Last month was Australia's hottest January on record. For Victoria, new records were also set for January heat. This is no surprise to anyone in the Mallee, Wimmera and north-east who experienced many days above 40 degrees Celsius.
Victoria’s January rainfall was well below average, with most of the state receiving less than 20 per cent of the month's average.
On the last day of the month there were some meaningful falls in the Goulburn Valley and patchy rains through the Wimmera/Mallee and Gippsland. Elmore received 15mm, Murchison 15mm. Latrobe Valley 15mm and Bairnsdale 14mm.
In Victoria, dairy production was down 9.6 per cent for the 11 months to November 2018 with north-eastern Victoria showing the biggest declines (13.1 per cent). Gippsland and western Victoria also lost ground but only by 2-3 per cent for the 11 months until November 2018.
Of greater concern is the rapid decline in November milk production with the north-east of Victoria showing a 20 per cent decline.
High grain, water and fodder costs are all having a very real impact on Victoria’s dairy sector.
Bega last week announced a rise in milk prices of 14c/kg for milk solids, effective for deliveries from February 1-June 30, 2019.
We have spoken about this possibility in recent weeks given the improvement in global dairy markets. Bega also cited the increased competition for milk supply, given the continued contraction in milk production over the past 12 months.

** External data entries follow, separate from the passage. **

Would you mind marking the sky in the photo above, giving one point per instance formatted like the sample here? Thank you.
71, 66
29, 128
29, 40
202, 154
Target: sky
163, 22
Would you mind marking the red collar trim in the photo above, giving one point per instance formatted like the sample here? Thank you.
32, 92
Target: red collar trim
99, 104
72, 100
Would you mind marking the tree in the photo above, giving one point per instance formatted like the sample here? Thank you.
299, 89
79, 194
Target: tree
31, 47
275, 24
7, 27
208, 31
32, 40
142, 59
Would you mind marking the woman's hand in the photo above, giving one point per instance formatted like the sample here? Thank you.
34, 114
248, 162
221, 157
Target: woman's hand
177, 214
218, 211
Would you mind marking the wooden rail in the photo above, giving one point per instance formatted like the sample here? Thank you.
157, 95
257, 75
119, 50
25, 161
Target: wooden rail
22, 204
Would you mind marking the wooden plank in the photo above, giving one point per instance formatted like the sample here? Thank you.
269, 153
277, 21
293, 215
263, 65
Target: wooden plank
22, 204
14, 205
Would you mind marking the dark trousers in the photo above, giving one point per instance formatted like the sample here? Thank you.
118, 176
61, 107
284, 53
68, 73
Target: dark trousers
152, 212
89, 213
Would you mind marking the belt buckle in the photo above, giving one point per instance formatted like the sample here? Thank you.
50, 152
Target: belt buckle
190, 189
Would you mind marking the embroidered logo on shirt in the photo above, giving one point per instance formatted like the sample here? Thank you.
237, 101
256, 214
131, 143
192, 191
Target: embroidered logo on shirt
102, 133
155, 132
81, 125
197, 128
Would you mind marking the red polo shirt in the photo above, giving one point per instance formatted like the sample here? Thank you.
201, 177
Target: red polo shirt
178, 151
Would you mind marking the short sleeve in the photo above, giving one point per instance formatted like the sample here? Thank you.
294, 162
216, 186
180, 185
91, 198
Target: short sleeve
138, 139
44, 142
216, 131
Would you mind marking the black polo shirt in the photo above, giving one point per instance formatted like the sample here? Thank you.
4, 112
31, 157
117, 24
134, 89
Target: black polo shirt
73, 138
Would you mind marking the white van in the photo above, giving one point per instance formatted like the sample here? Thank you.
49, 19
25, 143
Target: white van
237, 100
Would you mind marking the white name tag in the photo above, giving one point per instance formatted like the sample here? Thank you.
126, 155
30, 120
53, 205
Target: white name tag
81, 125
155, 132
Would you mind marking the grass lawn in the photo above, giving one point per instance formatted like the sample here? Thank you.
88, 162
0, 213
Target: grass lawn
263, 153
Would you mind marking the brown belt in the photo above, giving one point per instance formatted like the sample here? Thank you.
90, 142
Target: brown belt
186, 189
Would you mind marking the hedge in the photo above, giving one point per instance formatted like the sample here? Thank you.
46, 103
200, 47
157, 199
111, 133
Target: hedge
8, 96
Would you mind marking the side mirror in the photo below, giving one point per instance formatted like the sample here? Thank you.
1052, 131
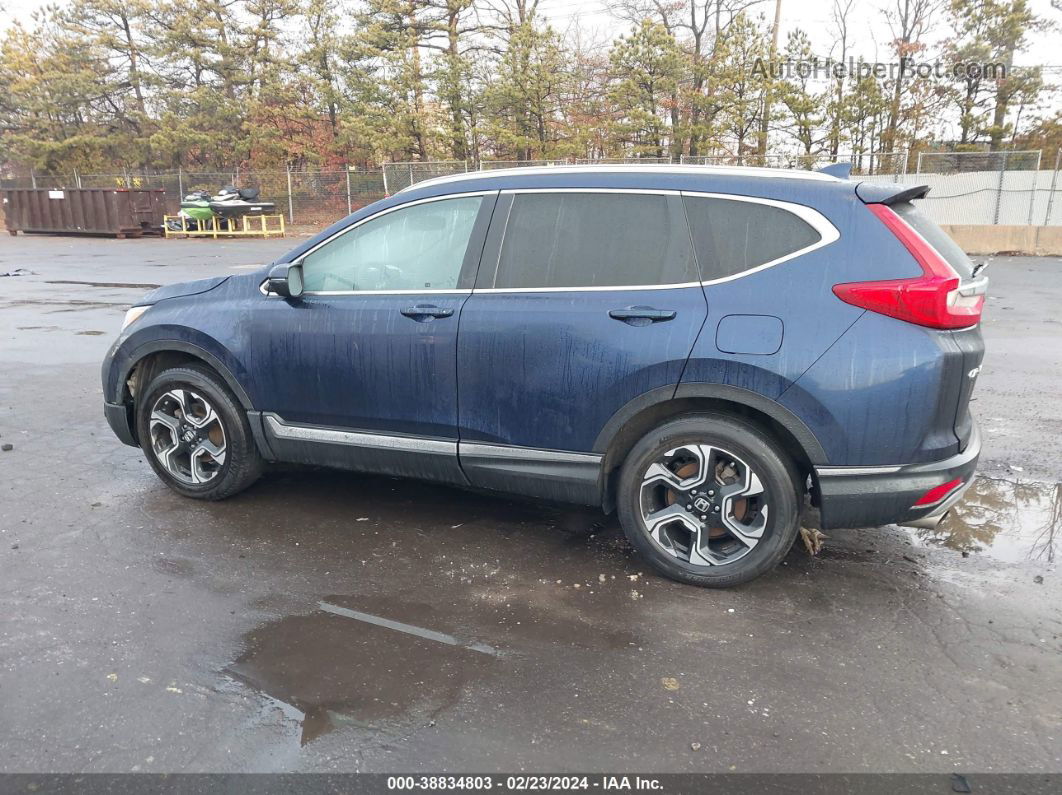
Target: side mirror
286, 280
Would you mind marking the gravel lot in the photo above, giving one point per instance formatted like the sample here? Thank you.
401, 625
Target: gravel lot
143, 632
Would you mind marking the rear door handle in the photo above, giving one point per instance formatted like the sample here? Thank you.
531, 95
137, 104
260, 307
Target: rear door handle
424, 312
641, 315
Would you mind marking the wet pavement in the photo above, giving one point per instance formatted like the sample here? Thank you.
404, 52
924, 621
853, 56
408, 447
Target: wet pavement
325, 621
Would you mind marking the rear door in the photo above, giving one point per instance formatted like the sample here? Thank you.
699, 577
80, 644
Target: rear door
584, 300
361, 369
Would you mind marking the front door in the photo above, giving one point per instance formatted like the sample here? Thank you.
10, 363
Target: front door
360, 370
585, 300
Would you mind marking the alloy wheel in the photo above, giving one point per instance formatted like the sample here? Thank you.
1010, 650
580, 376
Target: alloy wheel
187, 436
703, 505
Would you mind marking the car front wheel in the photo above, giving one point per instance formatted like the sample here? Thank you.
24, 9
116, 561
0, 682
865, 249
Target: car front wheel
195, 434
709, 500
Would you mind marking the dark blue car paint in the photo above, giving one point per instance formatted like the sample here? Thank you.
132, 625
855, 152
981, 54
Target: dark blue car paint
554, 372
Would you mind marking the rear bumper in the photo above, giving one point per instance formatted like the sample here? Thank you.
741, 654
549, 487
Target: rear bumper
869, 497
120, 419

Despite this announcement from Bega there is no doubt the short-term outlook will be extremely challenging for Victoria’s dairy farmers.
The extended and extremely dry and hot January has largely consumed the pastures of many dairy farms. Summer crops that started out well have suffered, as 30-40 degree days and a lack of rainfall have resulted in crops failing to finish.
The BOM updated its three month rainfall outlook and it is projected to remain dry for much of the February-April 2019 period. While it is often the case for this time of year in Victoria, summer storms often result in at least some rainfall. Not so far.
Hay prices feel a little firmer as demand starts to pick up. Some lucerne is moving from south-east SA into western Victoria.
Gippsland has dried off very quickly and dairy farmers are starting to look for fodder before prices get away from them.